Jednak Bóg nie każe nam zarzucać kotwicy na ziemi, osiadać gdzieś na mieliźnie lub płynąć z prądem, gdziekolwiek by nas wiatr nie poniósł. Czyż można sobie wyobrazić, aby jakiś okręt zacumował na zawsze w porcie i w ogóle się z niego nie ruszał? Cóż to za statek, który nie wybierałby się w rejs, nie sunął przed siebie w blasku wschodów i zachodów słońca, nie opierał się sztormom i wichrom, by ostatecznie dobić do zamierzonego portu? Czy można być marynarzem pozostając wciąż na brzegu? Jeśli naprawdę uchwycimy się Jezusa, to on ukazuje nam również zadania do wykonania. Zadania, których siłą napędową jest służba innym, a celem udoskonalenie siebie. Prawdziwa nadzieja nie zachęca do przeciętności, spoczywania na laurach i promowania gnuśności. Nadzieja jest także motorem działania, iskrą zapalną naszej twórczości, wiatrem, który dmie w żagle statku naszego życia i wzywa do wypłynięcia na pełne morze.

 

Człowiek nadziei wie, że do czegoś zmierza, że na kogoś lub na coś czeka. Wpatrzony w cel, pomnaża jednak wysiłki, aby go osiągnąć. Kiedy Krzysztof Kolumb wyruszał w kierunku nieznanego Nowego Świata, większość uznała go raczej za mało rozgarniętego śmiałka, który postradał zmysły i wystawił siebie oraz innych na niechybną śmierć. Może niektórzy mówili: „To idiotyzm. Po co się wygłupiać? I tak nic z tego nie wyjdzie”! A jednak Kolumb zwyciężył, chociaż podczas długiej i męczącej podróży cała załoga prawie zwątpiła, była o włos od buntu, gdyż doświadczyła głodu i pragnienia. Gdyby nie nadzieja, która ożywiała odkrywcę, nie wybierałby się nawet w drogę i nie zdołał przekonać królowej Izabeli.

 

Jan Chrzciciel zwiastuje ludowi bliskość Pana, który pragnie przejść po naszych drogach i zaprosić do podążania za Nim. Zarówno w skali całego życia, jak i jego krótszych okresów, nie robimy nic innego, jak przygotowujemy się na zbawcze wkroczenie Boga w naszą osobistą historię. Nie użyje on przemocy, aby wtargnąć do naszego serca. Nie wymusi na nas posłuszeństwa lub, co gorsza, nie zniewoli nas.
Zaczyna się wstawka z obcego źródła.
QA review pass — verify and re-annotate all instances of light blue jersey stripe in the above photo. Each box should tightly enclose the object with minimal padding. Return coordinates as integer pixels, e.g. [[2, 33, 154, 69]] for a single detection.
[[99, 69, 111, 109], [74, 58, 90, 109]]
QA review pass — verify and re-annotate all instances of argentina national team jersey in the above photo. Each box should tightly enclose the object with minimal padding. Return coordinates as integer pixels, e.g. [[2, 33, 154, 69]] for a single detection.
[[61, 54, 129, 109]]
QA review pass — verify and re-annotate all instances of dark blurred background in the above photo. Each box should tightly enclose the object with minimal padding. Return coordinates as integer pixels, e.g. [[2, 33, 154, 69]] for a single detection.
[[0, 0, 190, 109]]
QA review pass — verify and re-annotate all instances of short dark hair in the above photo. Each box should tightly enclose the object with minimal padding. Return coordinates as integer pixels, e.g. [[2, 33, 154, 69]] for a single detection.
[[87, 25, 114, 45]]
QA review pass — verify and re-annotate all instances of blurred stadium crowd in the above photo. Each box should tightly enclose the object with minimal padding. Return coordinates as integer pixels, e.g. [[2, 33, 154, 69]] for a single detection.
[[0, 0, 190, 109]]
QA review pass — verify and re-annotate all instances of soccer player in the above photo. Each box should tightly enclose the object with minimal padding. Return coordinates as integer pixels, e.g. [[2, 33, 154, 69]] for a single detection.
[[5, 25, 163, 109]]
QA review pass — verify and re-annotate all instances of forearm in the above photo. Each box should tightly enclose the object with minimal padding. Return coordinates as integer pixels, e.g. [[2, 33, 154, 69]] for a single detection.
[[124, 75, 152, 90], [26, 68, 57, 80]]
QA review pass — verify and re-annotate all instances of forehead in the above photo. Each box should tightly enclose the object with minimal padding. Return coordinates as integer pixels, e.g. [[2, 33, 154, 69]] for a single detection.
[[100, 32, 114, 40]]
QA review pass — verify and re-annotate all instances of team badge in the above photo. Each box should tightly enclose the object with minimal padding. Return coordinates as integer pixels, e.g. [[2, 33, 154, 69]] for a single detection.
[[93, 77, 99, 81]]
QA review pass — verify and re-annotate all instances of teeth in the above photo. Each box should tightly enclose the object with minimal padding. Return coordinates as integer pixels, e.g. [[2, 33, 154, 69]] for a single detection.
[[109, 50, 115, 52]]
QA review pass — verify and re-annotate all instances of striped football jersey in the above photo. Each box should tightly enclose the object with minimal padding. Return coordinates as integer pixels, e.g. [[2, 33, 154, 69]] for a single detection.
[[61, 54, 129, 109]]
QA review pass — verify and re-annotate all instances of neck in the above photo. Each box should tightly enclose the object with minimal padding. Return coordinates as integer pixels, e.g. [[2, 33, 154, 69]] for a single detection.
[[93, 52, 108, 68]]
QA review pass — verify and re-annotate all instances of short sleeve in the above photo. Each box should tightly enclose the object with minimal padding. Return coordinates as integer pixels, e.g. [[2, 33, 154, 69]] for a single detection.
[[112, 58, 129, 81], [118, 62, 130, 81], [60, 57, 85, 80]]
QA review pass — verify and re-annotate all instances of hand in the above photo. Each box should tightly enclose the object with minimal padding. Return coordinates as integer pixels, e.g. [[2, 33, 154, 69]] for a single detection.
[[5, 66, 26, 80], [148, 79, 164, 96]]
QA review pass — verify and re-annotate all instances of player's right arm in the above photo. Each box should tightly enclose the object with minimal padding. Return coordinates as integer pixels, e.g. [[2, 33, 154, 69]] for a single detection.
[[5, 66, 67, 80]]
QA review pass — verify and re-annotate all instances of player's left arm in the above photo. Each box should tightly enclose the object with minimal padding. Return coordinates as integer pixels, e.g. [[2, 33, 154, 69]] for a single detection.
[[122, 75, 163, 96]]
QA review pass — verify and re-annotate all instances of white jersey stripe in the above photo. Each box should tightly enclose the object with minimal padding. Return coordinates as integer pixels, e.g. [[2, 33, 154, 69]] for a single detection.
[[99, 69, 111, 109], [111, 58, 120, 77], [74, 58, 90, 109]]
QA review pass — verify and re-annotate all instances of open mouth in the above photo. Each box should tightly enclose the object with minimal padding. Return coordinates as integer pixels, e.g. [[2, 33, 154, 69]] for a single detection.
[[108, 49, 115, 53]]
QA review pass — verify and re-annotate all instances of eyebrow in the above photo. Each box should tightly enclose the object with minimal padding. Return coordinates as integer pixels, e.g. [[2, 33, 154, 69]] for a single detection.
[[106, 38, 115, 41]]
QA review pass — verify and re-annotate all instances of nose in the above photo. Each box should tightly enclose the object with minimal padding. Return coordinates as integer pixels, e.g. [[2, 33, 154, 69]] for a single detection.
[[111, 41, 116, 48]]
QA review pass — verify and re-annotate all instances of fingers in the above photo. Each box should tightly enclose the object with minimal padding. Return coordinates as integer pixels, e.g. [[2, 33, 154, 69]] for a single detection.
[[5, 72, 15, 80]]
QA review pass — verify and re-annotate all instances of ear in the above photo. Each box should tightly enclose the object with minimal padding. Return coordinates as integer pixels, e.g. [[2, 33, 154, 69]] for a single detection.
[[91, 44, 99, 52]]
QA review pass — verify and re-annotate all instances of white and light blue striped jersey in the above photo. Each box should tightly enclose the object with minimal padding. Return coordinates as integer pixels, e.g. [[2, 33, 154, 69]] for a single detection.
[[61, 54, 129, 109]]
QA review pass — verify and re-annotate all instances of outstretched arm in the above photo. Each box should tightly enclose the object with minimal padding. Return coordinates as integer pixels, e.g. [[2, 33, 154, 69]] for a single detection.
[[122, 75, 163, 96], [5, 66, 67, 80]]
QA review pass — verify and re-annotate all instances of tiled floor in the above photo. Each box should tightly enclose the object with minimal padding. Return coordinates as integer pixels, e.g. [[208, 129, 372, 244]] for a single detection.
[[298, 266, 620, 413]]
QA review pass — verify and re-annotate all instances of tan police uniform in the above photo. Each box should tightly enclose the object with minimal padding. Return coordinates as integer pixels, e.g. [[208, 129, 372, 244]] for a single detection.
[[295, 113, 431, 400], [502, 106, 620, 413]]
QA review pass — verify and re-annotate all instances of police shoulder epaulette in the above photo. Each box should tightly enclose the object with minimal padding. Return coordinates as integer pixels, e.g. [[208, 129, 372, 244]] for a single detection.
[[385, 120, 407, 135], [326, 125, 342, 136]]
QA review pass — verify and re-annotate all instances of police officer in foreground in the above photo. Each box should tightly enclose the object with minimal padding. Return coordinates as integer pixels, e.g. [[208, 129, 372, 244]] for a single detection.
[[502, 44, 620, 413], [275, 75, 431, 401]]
Nie rozgości się tam, gdzie panuje nieład i duchowy zastój. (Ameryka również nie przyszła sama do Kolumba, lecz to on przeszedł żmudną drogę okupioną wysiłkiem, aby do niej dotrzeć). Prostowanie ścieżek dla Pana oznacza odpowiedzialne zaangażowanie w życie: szukanie własnego powołania; wierność obranym ideałom i wartościom; bycie w ciągłym odwrocie wobec naturalizmu i niezdrowej spontaniczności; docenianie i dobre wykorzystywanie danego mi czasu; równowaga pomiędzy pracą a odpoczynkiem; refleksja nad tym, co robię; przeciwstawianie się oportunizmowi itd. Takie życie zakłada ukierunkowany ruch. Wtedy jest ono podobne do okrętu, który przemierza morza i oceany z wytyczoną dla niego misją, a nie niszczeje zakotwiczony u brzegów, lub dryfuje, zdając się na ślepy traf. Ci, którzy na tej ziemi aktywnie zdążają ku wyraźnemu celowi, potwierdzają, że nadzieja jest matką mądrych, którzy nie tracą czasu na życzeniowe myślenie czy fantazjowanie, lecz biorą ster życia w swoje ręce.